Toronto. In the 1970s, there was lots of information on the history of Leica cameras, lenses and accessories. The trouble was, this information was widely scattered in catalogues, manuals, patents and magazines. Dr Neill Wright and Colin Glanfield in England set about solving this problem. They did this by publishing a book in manuscript form which they called The Collector’s Checklist of Leica Cameras, Lenses and Accessories, and Leica Biography which was first published in October of 1974, the same year as our society was established. The authors credit Ivor Matanle, Tom Marsh, Sam Tamarkin and many others for assisting.
Later publications provided detailed records of camera and lens serial numbers thanks to the generosity of Leitz and the fact the factory in Wetzlar survived the second world war intact unlike Zeiss Ikon. Late in the war the city of Dresden was totally flattened by allied bombs. After the war ended, Jena, the home of Zeiss, found itself in Russian hands until East and West Germany were reunited with the fall of the Soviet Union. The best source of Zeiss-Ikon data today is Larry Gubas’ massive and beautiful book Zeiss and Photography.

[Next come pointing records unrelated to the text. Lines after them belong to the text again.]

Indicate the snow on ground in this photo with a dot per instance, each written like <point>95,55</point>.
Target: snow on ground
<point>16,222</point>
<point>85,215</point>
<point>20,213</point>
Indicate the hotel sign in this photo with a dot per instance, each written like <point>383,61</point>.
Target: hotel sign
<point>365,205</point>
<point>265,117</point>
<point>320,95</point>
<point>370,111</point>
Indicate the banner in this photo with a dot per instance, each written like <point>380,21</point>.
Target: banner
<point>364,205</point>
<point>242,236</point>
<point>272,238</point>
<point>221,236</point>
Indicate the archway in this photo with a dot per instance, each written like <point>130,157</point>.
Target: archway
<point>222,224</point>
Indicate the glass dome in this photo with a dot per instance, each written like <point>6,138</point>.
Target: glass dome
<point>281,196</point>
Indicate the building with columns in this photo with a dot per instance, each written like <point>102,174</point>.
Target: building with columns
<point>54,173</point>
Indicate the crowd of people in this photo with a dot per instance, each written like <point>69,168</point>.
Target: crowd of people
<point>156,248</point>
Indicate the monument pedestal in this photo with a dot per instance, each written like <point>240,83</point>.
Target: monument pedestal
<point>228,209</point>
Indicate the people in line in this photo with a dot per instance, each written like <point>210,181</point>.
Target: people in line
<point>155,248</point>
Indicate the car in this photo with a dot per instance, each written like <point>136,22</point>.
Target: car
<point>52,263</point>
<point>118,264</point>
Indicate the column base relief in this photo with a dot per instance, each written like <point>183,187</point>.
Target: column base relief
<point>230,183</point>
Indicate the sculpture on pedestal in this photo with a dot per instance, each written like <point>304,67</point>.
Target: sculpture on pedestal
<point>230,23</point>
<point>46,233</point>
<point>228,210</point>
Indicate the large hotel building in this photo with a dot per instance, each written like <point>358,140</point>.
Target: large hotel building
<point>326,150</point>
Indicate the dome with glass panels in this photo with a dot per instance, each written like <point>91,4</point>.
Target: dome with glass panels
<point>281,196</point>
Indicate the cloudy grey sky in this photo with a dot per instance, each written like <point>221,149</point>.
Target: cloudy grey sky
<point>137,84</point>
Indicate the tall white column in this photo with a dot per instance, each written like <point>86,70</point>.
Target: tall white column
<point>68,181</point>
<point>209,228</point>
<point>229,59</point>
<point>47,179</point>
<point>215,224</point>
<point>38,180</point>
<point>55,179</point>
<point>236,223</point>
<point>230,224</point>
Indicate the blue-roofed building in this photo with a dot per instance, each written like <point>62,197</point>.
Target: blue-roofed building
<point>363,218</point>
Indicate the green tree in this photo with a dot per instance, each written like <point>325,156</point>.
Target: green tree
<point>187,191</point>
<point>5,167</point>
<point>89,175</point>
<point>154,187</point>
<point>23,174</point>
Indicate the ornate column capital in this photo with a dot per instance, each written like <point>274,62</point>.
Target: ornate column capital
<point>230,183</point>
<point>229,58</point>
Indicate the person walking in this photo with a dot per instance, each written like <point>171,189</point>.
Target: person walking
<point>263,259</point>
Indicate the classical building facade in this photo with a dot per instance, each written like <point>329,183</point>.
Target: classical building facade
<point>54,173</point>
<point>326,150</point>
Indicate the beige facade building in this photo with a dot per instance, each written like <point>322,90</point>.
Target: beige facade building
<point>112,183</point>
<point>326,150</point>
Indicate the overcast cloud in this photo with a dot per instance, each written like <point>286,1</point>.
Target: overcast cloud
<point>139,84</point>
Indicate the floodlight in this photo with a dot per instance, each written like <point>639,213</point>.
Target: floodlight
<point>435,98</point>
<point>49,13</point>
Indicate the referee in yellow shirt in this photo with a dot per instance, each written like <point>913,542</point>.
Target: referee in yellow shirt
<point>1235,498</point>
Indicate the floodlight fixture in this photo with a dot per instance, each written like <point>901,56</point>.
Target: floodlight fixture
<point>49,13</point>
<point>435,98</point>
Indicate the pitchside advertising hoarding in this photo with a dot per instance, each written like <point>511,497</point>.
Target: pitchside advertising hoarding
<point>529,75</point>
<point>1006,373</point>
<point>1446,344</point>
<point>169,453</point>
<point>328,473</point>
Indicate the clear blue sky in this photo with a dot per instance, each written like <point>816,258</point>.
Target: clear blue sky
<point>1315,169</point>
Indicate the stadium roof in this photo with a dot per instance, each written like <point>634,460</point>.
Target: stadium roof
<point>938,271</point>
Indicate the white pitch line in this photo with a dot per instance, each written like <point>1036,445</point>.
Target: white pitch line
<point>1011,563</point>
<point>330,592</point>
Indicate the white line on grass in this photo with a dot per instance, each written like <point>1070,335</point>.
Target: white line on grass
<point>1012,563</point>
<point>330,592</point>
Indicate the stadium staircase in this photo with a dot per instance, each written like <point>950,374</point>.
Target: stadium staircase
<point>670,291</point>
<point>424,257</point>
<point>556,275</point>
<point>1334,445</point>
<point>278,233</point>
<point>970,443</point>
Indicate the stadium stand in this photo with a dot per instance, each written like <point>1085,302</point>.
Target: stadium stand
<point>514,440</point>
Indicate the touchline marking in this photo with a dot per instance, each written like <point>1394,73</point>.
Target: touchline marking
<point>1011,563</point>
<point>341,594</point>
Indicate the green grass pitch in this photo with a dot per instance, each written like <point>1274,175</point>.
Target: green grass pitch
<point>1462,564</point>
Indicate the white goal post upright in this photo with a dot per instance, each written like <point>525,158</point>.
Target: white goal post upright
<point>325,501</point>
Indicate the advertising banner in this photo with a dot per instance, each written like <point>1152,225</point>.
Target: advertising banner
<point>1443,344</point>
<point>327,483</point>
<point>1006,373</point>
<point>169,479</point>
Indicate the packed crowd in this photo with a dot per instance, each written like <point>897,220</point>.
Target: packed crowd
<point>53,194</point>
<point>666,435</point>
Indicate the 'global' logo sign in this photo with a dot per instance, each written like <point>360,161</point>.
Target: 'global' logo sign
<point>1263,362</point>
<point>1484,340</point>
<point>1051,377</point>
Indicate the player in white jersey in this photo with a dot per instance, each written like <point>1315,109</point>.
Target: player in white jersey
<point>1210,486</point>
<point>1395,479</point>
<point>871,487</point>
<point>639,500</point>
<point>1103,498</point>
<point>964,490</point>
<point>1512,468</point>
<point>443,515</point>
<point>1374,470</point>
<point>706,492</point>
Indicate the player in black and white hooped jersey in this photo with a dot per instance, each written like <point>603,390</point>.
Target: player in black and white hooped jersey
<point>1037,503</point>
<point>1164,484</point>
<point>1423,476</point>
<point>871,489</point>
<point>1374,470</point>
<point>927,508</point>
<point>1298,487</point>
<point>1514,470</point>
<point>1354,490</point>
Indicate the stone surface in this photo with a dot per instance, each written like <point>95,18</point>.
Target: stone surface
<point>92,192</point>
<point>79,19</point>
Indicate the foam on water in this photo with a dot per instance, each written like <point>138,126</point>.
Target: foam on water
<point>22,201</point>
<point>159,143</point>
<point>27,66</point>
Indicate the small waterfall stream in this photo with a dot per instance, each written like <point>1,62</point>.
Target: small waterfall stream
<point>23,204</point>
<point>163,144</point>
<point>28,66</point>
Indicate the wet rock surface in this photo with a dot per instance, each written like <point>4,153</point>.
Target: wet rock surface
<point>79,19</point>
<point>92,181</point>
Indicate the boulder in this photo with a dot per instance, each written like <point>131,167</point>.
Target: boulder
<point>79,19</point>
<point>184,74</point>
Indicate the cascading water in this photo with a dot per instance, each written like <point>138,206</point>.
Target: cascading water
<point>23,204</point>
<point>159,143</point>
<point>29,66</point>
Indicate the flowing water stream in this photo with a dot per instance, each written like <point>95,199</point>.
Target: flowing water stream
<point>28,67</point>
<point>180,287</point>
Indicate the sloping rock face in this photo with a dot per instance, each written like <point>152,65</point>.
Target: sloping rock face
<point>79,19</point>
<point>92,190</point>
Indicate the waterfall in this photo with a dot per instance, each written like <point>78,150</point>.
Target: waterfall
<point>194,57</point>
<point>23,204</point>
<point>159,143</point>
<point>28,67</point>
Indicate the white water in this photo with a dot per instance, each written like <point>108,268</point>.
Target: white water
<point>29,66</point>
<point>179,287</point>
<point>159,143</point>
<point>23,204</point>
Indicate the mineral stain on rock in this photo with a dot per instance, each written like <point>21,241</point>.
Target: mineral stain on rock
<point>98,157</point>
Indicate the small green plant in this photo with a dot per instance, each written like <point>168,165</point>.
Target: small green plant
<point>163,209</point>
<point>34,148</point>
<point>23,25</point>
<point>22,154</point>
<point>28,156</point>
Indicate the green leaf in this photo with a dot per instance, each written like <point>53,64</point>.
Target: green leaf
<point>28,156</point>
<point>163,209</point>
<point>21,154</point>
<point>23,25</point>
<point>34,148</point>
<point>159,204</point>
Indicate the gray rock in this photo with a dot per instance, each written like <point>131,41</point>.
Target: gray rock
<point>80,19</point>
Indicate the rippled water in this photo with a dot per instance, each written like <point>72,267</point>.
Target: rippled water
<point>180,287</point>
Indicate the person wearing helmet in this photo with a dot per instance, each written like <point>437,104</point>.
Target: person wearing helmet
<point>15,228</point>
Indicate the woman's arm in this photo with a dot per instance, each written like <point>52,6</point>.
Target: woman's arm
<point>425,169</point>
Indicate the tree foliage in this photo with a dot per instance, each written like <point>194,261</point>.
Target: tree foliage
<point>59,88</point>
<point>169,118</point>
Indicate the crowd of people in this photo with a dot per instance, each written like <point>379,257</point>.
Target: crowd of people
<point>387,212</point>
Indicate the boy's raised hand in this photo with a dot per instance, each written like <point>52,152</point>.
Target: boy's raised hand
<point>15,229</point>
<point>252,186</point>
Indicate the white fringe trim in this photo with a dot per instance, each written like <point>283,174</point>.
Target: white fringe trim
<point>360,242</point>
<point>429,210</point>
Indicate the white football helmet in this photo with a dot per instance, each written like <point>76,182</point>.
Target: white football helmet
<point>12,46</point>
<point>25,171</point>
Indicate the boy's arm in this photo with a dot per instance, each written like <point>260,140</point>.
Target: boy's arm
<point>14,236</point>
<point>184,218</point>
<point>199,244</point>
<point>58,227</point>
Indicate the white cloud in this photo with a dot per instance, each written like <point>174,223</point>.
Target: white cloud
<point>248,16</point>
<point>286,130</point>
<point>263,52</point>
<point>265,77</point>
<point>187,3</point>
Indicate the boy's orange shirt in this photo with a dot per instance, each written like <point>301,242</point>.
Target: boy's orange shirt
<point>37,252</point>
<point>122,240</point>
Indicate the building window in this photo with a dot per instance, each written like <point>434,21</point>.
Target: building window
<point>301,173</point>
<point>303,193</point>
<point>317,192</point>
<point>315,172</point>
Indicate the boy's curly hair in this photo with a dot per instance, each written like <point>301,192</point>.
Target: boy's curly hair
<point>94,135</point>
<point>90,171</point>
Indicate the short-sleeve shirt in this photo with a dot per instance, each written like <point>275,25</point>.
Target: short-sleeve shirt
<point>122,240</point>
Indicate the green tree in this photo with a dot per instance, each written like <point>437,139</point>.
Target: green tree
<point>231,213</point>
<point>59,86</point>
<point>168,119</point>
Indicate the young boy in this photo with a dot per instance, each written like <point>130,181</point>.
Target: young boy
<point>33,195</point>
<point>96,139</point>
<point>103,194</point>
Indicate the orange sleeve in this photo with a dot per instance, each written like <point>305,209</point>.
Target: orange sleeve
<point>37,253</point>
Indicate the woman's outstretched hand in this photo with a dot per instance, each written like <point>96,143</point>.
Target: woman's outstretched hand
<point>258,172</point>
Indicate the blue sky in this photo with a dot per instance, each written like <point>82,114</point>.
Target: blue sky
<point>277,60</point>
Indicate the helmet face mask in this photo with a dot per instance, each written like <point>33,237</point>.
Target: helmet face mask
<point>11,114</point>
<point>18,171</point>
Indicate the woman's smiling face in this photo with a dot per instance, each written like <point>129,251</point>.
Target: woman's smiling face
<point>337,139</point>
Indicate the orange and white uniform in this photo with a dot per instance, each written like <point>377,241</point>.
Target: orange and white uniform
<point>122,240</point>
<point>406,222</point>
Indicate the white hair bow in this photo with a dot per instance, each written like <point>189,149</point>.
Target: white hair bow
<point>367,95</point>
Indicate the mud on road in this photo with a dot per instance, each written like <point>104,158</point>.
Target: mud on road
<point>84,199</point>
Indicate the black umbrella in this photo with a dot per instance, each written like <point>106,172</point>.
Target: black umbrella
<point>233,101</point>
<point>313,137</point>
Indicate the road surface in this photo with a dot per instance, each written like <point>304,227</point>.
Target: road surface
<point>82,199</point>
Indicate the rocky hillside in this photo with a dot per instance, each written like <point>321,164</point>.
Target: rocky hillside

I bought the third and fourth editions of Checklist published June of 1977 (3rd) and March of 1980 (4th). I passed the third edition on to a member of the PHSC and a fellow Leica collector. I still have the fourth edition of some 185 single-sided type-written pages. Neill’s Checklist predated the series of Hove catalogue and manual reprints and the more recent coffee table sized Leica books with their high quality illustrations and fonts. Checklist remains one of my go-to books for Leica information.